Zeta potential particle size analysis ensures the high stability of the formed ZnO NPs as well [31]. The average particle size of nanoparticles was obtained using a particle size analyzer. It was observed that the size of CuO NPs was within a range of 5.89–24.55 nm, and the size of ZnO NPs was 14–56 nm.

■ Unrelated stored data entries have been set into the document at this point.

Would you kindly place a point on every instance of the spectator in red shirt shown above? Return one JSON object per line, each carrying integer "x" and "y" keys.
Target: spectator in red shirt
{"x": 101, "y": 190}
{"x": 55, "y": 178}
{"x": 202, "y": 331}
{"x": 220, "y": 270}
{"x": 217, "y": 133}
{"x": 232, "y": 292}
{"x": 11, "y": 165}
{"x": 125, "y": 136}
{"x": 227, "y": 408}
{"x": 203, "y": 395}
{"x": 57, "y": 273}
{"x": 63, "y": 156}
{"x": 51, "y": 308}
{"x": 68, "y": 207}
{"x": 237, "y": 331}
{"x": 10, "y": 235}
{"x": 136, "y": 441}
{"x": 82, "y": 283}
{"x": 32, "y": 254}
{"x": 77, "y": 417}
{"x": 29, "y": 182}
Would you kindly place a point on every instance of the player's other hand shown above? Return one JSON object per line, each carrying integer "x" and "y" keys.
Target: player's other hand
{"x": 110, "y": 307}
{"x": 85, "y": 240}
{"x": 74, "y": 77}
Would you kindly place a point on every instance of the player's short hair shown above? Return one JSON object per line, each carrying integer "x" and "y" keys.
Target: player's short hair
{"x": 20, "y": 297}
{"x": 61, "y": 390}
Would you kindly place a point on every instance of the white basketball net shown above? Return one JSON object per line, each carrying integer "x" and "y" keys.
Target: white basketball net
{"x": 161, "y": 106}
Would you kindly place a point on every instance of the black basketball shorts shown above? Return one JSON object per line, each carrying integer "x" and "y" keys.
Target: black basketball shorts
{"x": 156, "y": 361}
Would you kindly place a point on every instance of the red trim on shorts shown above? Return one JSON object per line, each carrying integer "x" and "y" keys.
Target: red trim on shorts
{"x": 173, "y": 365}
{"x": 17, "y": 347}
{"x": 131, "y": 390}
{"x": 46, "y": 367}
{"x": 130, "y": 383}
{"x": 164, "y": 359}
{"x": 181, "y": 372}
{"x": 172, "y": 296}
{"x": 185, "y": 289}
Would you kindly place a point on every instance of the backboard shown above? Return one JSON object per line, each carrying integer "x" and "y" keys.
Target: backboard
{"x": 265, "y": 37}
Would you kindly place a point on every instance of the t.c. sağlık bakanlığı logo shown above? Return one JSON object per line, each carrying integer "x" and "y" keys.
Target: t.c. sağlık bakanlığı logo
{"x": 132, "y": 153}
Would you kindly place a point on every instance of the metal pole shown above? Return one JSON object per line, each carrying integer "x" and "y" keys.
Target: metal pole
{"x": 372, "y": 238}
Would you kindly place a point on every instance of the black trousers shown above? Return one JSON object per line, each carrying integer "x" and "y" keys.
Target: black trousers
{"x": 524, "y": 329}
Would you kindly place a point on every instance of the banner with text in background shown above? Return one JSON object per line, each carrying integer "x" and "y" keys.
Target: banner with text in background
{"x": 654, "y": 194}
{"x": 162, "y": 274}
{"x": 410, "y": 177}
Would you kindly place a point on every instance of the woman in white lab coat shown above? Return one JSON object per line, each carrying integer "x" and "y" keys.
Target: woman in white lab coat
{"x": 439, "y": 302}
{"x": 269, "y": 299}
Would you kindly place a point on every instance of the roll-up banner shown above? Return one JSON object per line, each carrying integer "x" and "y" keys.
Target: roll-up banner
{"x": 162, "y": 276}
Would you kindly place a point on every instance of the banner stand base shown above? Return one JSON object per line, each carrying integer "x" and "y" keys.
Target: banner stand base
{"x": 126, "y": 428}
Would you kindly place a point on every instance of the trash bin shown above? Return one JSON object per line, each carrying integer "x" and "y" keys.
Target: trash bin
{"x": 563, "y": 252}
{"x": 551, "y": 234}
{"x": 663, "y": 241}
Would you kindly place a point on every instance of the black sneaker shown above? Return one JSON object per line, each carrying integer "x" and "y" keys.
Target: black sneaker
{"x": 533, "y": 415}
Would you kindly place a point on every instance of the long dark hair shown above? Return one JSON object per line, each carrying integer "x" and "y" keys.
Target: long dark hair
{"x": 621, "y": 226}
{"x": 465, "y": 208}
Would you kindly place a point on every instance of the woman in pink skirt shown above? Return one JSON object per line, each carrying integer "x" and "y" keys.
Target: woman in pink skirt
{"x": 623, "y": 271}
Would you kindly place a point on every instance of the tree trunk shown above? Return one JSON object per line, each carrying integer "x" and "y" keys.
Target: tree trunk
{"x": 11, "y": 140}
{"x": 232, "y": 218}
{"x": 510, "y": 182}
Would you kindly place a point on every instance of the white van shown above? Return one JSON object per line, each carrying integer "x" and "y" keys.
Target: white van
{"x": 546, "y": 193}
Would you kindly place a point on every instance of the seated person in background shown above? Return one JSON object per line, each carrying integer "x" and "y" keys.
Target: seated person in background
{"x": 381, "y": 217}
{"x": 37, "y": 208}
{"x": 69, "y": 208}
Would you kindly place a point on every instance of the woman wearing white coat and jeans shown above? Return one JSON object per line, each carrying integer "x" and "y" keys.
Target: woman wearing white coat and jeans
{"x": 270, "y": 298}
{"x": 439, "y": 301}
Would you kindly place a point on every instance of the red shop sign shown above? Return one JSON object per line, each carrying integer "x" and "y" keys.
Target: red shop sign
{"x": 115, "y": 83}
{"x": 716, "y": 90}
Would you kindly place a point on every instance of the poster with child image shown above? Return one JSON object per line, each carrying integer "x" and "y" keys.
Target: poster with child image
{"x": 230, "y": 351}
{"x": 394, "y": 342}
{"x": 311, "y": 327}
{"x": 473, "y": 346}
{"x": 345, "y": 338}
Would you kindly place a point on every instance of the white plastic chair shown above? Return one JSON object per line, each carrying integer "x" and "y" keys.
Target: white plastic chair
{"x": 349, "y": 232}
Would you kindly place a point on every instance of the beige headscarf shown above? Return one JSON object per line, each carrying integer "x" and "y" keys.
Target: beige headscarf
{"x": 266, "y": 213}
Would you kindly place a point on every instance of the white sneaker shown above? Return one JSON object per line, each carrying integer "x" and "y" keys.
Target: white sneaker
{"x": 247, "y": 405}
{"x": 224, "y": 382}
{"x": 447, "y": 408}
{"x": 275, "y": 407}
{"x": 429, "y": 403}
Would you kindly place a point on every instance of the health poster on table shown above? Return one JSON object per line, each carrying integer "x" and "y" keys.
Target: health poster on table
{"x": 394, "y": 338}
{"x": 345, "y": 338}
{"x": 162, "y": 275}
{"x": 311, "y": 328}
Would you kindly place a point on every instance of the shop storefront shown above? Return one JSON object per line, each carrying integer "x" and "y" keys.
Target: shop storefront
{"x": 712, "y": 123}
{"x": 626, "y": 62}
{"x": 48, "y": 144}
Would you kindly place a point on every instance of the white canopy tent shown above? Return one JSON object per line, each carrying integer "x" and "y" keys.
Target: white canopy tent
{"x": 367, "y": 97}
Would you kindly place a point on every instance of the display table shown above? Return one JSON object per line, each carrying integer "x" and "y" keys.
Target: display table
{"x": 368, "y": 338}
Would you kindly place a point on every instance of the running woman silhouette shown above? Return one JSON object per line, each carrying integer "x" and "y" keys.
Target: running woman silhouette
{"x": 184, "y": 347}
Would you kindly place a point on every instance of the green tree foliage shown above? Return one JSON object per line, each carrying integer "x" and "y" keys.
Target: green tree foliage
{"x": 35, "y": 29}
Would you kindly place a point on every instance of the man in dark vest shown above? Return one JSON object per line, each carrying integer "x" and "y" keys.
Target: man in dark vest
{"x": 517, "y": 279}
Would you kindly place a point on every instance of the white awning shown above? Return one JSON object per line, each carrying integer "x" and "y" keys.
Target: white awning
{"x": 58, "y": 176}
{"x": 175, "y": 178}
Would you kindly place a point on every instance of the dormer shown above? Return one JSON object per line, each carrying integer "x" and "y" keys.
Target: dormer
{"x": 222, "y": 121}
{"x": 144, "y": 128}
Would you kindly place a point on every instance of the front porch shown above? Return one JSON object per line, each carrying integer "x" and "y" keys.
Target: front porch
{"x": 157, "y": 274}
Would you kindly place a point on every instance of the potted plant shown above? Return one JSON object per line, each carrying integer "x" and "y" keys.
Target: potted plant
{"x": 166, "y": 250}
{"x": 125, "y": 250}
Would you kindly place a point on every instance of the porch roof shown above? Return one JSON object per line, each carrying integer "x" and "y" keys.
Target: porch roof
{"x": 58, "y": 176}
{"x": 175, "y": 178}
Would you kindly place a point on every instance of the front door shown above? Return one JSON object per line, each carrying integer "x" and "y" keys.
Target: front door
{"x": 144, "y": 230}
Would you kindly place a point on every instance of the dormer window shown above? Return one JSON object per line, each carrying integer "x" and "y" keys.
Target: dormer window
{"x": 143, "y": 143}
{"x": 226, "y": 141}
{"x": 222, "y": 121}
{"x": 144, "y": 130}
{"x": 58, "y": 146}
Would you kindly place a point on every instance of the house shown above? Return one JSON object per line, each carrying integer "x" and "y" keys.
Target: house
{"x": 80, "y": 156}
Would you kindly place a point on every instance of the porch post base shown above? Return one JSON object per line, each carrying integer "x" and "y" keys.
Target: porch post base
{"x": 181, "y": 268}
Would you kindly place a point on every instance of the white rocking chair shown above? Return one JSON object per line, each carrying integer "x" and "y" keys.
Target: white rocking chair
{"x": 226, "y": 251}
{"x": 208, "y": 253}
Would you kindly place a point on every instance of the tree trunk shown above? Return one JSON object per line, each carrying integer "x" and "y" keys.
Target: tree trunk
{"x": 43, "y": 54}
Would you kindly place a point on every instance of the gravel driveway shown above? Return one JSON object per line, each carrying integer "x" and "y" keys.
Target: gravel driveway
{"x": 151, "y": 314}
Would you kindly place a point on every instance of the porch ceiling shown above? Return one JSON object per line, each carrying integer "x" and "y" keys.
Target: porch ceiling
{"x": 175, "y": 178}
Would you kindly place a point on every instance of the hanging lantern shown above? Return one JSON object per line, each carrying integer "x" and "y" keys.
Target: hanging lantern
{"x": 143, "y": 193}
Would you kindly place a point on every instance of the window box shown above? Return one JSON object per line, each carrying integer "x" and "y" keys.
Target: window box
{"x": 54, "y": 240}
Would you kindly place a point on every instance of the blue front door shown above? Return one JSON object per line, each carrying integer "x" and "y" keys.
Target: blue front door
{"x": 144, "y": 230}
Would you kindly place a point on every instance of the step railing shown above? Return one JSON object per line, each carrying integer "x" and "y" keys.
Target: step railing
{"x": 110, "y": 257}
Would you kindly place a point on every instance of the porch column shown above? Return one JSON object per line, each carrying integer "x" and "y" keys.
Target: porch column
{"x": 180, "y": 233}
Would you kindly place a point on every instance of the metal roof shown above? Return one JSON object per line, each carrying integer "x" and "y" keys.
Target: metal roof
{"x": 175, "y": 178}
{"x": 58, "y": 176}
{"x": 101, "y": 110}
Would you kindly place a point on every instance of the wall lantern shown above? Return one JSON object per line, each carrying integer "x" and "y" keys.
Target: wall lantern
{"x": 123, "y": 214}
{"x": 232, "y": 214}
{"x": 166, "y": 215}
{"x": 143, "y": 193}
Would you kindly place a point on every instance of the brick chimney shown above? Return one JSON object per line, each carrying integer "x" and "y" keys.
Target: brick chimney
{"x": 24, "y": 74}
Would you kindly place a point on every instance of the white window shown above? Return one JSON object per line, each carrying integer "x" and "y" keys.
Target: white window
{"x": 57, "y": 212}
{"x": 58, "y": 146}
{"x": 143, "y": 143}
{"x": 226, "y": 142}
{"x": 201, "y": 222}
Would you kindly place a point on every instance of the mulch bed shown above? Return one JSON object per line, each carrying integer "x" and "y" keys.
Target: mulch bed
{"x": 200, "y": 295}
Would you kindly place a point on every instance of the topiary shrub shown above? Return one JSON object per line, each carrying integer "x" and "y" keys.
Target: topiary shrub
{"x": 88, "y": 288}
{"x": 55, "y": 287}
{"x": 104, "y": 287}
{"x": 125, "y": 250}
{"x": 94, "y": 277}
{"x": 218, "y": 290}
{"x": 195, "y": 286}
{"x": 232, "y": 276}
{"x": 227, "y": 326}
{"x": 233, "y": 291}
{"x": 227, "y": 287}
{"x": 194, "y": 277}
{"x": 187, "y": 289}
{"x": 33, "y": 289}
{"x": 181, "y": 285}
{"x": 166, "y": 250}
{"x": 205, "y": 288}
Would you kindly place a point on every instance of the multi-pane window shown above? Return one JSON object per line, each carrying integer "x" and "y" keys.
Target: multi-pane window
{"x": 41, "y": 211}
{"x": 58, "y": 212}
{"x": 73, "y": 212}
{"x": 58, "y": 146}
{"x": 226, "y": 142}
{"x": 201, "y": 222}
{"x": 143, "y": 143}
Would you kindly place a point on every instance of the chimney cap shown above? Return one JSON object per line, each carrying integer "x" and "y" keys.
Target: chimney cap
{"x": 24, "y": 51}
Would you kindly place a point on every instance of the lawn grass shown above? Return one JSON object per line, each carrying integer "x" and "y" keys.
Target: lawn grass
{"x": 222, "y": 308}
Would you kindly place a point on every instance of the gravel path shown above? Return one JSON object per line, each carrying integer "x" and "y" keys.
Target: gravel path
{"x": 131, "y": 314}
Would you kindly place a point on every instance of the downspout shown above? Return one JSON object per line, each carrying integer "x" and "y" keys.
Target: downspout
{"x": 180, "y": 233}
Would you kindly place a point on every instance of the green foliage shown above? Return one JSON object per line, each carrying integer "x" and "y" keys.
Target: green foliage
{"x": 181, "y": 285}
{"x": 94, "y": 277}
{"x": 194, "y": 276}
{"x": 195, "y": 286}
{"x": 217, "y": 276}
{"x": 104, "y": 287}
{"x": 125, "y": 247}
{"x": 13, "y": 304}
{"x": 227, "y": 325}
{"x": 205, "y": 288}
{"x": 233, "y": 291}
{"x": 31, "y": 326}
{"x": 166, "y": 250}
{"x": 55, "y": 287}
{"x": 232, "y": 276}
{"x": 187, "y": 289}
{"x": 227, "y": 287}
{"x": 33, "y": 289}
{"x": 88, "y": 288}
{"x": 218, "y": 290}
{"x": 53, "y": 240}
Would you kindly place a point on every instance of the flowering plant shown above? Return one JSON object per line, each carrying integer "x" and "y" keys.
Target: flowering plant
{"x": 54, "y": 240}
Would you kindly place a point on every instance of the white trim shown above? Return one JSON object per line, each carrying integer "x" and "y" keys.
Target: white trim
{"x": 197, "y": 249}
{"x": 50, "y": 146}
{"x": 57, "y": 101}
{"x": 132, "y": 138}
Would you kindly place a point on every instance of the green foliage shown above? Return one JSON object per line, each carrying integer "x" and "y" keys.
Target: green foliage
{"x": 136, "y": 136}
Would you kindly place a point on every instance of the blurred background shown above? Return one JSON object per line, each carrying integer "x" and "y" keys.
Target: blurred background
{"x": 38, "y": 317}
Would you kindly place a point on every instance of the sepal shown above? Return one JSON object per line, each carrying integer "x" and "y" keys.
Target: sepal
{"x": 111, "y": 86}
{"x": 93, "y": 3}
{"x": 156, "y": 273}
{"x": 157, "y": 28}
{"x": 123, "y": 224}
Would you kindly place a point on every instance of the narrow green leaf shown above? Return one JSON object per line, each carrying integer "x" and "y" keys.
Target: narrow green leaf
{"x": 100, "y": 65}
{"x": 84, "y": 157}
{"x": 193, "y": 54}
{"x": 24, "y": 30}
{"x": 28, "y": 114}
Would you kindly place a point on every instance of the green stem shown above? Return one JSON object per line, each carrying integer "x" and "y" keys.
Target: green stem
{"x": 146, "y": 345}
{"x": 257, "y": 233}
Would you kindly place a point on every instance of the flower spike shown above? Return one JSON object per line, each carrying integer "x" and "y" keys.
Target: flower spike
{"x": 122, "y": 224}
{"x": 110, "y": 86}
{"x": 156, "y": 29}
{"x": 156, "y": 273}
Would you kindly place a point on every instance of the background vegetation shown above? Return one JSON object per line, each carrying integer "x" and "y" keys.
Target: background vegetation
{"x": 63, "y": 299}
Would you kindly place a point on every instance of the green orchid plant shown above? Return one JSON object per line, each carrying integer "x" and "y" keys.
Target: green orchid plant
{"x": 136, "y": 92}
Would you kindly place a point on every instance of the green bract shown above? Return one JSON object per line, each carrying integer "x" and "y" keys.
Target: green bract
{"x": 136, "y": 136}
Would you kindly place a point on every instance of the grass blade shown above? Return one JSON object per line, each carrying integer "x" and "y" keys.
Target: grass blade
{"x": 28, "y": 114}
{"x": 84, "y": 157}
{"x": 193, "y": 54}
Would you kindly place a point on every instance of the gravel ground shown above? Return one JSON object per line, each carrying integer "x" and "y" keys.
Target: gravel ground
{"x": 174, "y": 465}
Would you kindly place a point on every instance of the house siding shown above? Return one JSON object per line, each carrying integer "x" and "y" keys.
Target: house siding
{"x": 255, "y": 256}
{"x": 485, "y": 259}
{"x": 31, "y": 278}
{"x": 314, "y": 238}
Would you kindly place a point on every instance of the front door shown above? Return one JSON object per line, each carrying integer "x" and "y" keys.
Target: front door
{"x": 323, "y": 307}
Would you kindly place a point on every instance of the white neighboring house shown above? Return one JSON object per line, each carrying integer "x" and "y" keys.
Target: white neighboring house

Antioxidant activity results confirmed that the nanoparticles have antioxidant activity. Methanolic extract of A. Nobilis has greater antioxidant activity as compared to MO NPs [27]. Antibacterial results of MIC and MBC of MO NPs up to 200 μg ml–1 against the desired bacteria were determined using the dilution method. The lowest MBC value was noticed in Bio-ZnO NPs against E. coli (50 µg ml–1). The highest MIC value was noticed in Bio-CuO NPs against S. aureus (1.56 µg ml–1). The highest MBC value was noticed in Bio-CuO NPs against S. aureus (6.25 µg ml–1). Also, chem-ZnO NPs were not capable of interfering with bacterial growth but were shown to be inhibitory, which is in line with previous observations reported by Anbukkarasi et al [45].

5 Conclusions

In this study, a simple, safe, economical and green process has been developed to synthesize MO NPs. For the first time, we presented an effective method for the synthesis of the CuO and ZnO NPs via A. Nobilis extracts without any pollution. The MO NPs were confirmed by UV-spectrophotometer, FT-IR, particle size, EDX, FESEM and TEM analyses. The antioxidant and antimicrobial activities of all nanoparticles are shown. We compared the synthesis of nanoparticles via green and chemical methods for antibacterial and antioxidant properties. Our results indicate that nanoparticles were effective against both the Gram-positive and Gram-negative bacterial strains. The inhibitory effect of the above nanoparticles on Gram-positive S. aureus was more than Gram-negative E. coli. Bio-CuO NPs, Bio-ZnO NPs and Chem-CuO NPs can also inhibit the growth of bacteria. The results confirmed that the prepared nanoparticles have proper physicochemical properties for pharmaceutical and biomedical applications.